Dans cette délicieuse comédie existentielle et morale à la Frank Capra, réalisée en 1993 par Harold Ramis, Bill Murray joue un journaliste météo cynique qui, furieux de devoir couvrir la pittoresque « Journée de la marmotte » dans un bled de Pennsylvanie, se retrouve condamné à revivre chaque jour le même jour, et s’adoucit peu à peu en tombant amoureux de sa productrice. C’est à cette référence que se rapportent naturellement Palm Springs et The Maps of Tiny Perfect Things, offrant de nouvelles réponses à cette question cruciale : pourquoi les boucles temporelles et les histoires d’amour font-elles si bon ménage ?

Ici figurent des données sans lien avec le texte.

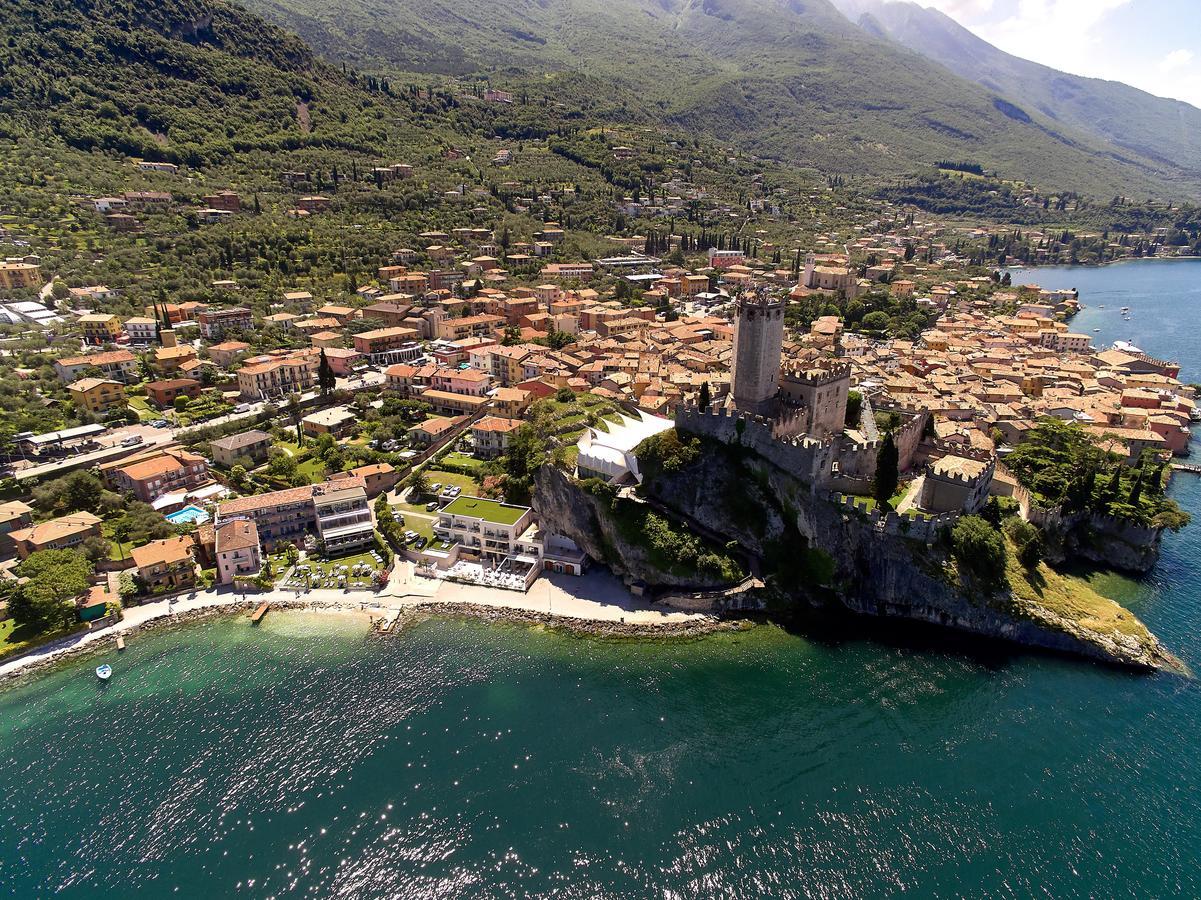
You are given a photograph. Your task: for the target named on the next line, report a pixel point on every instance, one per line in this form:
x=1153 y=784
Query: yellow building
x=168 y=359
x=101 y=327
x=97 y=395
x=15 y=275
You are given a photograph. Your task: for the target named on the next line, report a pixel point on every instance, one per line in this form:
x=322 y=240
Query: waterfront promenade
x=595 y=597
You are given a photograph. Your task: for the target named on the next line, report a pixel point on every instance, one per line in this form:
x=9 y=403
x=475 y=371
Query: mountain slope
x=1166 y=131
x=790 y=79
x=181 y=81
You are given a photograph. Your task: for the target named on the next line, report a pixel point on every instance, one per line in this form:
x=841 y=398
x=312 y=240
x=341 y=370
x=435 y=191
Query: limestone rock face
x=763 y=508
x=565 y=507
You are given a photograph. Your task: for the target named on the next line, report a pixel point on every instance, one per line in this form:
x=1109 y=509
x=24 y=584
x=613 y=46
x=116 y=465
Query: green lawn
x=142 y=406
x=114 y=552
x=17 y=638
x=461 y=459
x=418 y=522
x=436 y=476
x=327 y=568
x=487 y=510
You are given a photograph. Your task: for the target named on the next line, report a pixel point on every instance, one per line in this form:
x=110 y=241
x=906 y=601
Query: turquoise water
x=461 y=760
x=187 y=514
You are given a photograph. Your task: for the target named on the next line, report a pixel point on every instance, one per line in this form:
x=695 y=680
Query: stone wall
x=801 y=457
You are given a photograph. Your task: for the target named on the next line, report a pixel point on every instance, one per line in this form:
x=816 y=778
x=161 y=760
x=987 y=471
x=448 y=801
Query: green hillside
x=184 y=82
x=1164 y=131
x=790 y=79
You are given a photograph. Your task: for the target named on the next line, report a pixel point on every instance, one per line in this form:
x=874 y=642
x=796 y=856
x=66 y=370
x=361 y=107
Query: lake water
x=303 y=758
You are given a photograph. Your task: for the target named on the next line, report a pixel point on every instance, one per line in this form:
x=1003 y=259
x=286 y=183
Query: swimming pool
x=187 y=514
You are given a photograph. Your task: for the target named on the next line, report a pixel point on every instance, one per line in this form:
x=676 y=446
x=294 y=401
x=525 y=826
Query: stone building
x=758 y=340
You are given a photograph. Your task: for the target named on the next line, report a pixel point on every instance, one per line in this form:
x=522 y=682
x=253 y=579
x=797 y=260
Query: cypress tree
x=326 y=377
x=888 y=474
x=1136 y=489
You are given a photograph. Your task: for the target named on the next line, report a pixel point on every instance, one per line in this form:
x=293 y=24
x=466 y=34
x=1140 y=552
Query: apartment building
x=272 y=376
x=97 y=395
x=16 y=275
x=290 y=516
x=238 y=552
x=215 y=322
x=387 y=341
x=163 y=393
x=100 y=328
x=488 y=528
x=342 y=516
x=141 y=331
x=249 y=448
x=58 y=534
x=118 y=364
x=160 y=472
x=464 y=327
x=165 y=565
x=490 y=435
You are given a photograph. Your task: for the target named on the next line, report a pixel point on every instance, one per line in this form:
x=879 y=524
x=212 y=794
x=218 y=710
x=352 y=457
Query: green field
x=17 y=638
x=487 y=510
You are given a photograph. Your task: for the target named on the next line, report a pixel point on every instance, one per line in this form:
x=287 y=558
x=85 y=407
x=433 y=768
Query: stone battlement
x=945 y=448
x=801 y=456
x=816 y=376
x=926 y=529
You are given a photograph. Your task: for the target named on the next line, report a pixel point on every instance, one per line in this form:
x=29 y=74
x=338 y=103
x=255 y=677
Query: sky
x=1153 y=45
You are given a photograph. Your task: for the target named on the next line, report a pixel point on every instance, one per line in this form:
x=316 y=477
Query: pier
x=386 y=624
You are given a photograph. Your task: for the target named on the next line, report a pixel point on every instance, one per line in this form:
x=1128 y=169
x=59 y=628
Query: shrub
x=667 y=453
x=1027 y=541
x=979 y=549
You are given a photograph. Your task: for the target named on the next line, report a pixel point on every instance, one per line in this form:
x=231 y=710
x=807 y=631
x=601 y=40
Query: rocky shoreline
x=583 y=627
x=410 y=614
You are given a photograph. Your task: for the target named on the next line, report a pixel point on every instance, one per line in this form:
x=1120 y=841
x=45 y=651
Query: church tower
x=758 y=339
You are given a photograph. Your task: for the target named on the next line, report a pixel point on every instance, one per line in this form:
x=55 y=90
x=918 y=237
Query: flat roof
x=66 y=434
x=488 y=510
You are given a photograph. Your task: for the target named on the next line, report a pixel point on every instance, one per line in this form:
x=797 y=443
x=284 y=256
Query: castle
x=812 y=401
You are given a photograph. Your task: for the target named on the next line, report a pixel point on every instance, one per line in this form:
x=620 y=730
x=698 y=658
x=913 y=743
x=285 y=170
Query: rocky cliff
x=591 y=520
x=819 y=553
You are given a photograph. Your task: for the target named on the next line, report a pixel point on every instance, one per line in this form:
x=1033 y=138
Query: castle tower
x=758 y=339
x=807 y=274
x=822 y=395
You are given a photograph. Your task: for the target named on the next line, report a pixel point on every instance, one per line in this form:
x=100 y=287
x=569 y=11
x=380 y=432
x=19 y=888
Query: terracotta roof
x=495 y=423
x=262 y=501
x=237 y=535
x=160 y=464
x=113 y=356
x=57 y=529
x=167 y=552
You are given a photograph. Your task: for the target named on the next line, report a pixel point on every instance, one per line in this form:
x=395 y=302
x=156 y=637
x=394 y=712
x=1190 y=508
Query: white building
x=610 y=454
x=344 y=517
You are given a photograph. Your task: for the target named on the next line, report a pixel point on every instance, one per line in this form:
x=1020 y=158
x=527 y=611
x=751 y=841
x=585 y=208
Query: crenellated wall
x=801 y=457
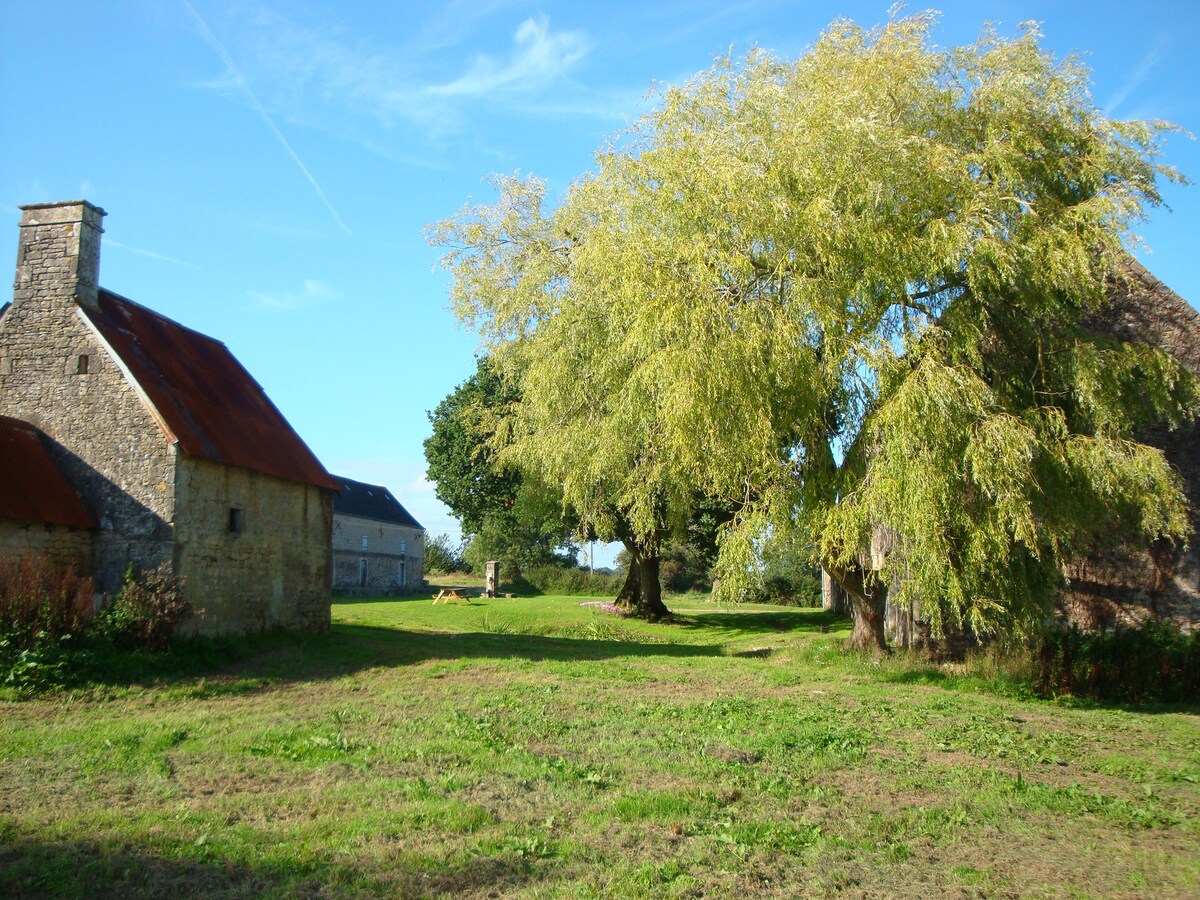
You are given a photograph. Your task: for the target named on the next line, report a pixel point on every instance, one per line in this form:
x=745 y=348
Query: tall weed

S’il y a bien quelque chose que tout couple cherche à éviter, c’est la routine. Or, cette routine, les films de boucle temporelle la pousse à son paroxysme, comme un test ultime pour le duo amoureux. Comment conserver la flamme quand chaque jour se ressemble ? Réalisé par Max Barbarkow, Palm Springs met en exergue l’immaturité de ses personnages, et ce n’est que lorsqu’ils l’auront usée jusqu’à la corde qu’ils seront prêts à s’aimer vraiment. Nyle (Andy Samberg) et Sarah (Cristin Milioti, habituée des twists temporels après avoir joué la mère dans How I Met Your Mother) se rencontrent à un mariage, et se retrouvent tout aussitôt pris au piège d’un time loop. Leur réflexe ? Retomber en adolescence et tenter un maximum d’expériences extrêmes, drogue, sexe, et gueules de bois. Ainsi le film renvoie ironiquement dos à dos la sacralisation de l’amour conjugal (censé être un jour de joie « unique », le mariage devient une torture répétitive) et la quête vaine d’y échapper à tout prix (à force, les comportements de fuite finissent eux aussi par devenir lassants).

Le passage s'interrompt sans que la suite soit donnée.